B. Self-Regulatory Organization's Statement on Burden on Competition
CBOE does not believe that the proposed rule change will impose any burden on competition that is not necessary or appropriate in furtherance of the purposes of the Act.
C. Self-Regulatory Organization's Statement on Comments on the Proposed Rule Change Received From Members, Participants, or Others
The Exchange neither solicited nor received comments on the proposed rule change.
III. Date of Effectiveness of the Proposed Rule Change and Timing for Commission Action
The foregoing rule change has become effective pursuant to Section 19(b)(3)(A)  of the Act and paragraph (f) of Rule 19b-4  thereunder. At any time within 60 days of the filing of the proposed rule change, the Commission summarily may temporarily suspend such rule change if it appears to the Commission that such action is necessary or appropriate in the public interest, for the protection of investors, or otherwise in furtherance of the purposes of the Act.
IV. Solicitation of Comments
Interested persons are invited to submit written data, views, and arguments concerning the foregoing, including whether the proposed rule change is consistent with the Act. Comments may be submitted by any of the following methods:
- Use the Commission's Internet comment form (http://www.sec.gov/rules/sro.shtml); or
- Send an email to email@example.com. Please include File Number SR-CBOE-2012-105 on the subject line.
- Send paper comments in triplicate to Elizabeth M. Murphy, Secretary, Securities and Exchange Commission, 100 F Street NE., Washington, DC 20549-1090.

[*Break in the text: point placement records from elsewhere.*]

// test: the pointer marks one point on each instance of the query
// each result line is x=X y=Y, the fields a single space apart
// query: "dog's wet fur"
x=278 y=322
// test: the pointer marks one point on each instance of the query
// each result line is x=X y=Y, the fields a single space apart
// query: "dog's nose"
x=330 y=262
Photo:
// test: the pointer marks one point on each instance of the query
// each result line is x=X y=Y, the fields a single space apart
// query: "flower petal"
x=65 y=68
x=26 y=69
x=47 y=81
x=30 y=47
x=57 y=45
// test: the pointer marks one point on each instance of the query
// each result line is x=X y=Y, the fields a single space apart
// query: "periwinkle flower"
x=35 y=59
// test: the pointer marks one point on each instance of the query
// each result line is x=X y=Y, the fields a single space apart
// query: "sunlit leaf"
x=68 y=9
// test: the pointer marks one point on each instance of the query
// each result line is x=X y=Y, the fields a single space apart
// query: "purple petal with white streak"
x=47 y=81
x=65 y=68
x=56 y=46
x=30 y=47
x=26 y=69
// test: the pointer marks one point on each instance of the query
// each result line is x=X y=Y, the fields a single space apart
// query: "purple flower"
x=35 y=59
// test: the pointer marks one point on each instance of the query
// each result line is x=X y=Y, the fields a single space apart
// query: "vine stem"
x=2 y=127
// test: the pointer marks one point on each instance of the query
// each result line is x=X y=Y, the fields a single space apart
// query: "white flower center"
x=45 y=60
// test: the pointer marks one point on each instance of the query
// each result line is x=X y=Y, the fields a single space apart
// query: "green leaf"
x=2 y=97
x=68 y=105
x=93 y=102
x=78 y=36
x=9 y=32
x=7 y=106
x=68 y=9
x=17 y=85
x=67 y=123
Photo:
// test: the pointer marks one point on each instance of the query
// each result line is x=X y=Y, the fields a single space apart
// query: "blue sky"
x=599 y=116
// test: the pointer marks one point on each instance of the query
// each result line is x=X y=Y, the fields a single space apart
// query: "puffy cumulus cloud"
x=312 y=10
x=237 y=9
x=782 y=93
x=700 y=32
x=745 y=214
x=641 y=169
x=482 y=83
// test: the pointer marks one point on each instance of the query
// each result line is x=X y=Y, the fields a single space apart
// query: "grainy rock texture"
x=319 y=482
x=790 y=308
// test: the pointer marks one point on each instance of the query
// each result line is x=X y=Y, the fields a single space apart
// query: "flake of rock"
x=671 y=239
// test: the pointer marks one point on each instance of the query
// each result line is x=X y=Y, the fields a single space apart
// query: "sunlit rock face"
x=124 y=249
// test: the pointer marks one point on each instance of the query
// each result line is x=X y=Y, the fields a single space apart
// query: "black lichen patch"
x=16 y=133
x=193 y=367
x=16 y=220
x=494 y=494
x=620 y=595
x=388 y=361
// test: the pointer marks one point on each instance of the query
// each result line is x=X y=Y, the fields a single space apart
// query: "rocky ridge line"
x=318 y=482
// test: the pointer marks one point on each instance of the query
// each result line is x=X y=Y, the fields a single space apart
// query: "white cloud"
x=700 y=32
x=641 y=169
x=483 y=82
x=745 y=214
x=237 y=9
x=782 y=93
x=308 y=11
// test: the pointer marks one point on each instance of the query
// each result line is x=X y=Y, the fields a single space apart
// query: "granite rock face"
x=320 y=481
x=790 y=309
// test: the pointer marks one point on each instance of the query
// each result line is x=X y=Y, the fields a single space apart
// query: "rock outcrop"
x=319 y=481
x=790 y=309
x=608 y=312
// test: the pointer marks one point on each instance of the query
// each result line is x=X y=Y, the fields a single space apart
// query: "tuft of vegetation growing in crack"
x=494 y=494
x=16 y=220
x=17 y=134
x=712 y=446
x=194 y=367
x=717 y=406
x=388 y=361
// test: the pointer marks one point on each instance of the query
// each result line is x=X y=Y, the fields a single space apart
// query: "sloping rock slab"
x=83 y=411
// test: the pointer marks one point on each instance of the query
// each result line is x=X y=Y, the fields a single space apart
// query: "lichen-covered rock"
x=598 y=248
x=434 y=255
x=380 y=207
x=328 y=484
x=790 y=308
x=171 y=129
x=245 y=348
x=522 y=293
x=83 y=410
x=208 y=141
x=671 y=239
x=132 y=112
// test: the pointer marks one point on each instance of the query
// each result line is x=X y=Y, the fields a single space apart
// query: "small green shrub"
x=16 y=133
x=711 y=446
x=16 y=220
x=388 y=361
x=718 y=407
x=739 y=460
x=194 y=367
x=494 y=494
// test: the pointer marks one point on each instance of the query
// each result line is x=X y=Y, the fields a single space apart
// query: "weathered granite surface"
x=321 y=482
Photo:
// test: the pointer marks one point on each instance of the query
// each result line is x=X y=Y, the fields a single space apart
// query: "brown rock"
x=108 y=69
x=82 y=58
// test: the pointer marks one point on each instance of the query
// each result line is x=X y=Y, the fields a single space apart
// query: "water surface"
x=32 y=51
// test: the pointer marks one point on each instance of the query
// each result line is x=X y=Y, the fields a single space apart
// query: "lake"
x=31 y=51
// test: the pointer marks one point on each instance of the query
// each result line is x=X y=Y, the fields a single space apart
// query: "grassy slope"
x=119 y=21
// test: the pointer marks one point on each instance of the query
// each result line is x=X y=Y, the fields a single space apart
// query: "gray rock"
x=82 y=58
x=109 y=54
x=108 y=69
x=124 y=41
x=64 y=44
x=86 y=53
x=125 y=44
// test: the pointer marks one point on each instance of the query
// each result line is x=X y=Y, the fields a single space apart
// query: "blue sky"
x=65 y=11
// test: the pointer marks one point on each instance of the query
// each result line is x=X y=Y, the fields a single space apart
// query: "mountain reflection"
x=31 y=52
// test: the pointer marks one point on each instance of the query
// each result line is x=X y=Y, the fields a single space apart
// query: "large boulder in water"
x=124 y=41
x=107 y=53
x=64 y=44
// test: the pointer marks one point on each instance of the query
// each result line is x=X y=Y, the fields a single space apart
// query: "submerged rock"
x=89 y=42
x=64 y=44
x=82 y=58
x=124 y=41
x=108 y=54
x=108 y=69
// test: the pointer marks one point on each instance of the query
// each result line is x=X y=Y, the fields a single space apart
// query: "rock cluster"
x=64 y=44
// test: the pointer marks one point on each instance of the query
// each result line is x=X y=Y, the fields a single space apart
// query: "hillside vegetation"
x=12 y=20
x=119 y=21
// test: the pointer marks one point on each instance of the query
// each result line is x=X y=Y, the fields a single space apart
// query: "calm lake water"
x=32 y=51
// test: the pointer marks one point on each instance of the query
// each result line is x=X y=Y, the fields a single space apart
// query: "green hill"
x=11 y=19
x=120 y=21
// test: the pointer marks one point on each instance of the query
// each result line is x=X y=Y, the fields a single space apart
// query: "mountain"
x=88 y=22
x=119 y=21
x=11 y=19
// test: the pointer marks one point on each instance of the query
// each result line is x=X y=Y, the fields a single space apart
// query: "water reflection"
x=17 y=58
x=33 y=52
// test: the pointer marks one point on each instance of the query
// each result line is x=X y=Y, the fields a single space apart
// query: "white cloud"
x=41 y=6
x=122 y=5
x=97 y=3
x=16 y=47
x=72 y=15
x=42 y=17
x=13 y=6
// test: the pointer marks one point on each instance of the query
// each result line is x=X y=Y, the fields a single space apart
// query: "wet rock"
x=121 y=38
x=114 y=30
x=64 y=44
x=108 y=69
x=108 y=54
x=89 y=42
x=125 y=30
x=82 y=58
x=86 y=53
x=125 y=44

All submissions should refer to File Number SR-CBOE-2012-105. This file number should be included on the subject line if email is used. To help the Commission process and review your comments more efficiently, please use only one method. The Commission will post all comments on the Commission's Internet Web site (http://www.sec.gov/rules/sro.shtml). Copies of the submission, all subsequent amendments, all written statements with respect to the proposed rule change that are filed with the Commission, and all written communications relating to the proposed rule change between the Commission and any person, other than those that may be withheld from the public in accordance with the provisions of 5 U.S.C. 552, will be available for Web site viewing and printing in the Commission's Public Reference Room, 100 F Street NE., Washington, DC 20549 on official business days between the hours of 10:00 a.m. and 3:00 p.m. Copies of such filing also will be available for inspection and copying at the principal office of the Exchange. All comments received will be posted without change; the Commission does not edit personal identifying information from submissions. You should submit only information that you wish to make available publicly. All submissions should refer to File Number SR-CBOE-2012-105, and should be submitted on or before December 4, 2012.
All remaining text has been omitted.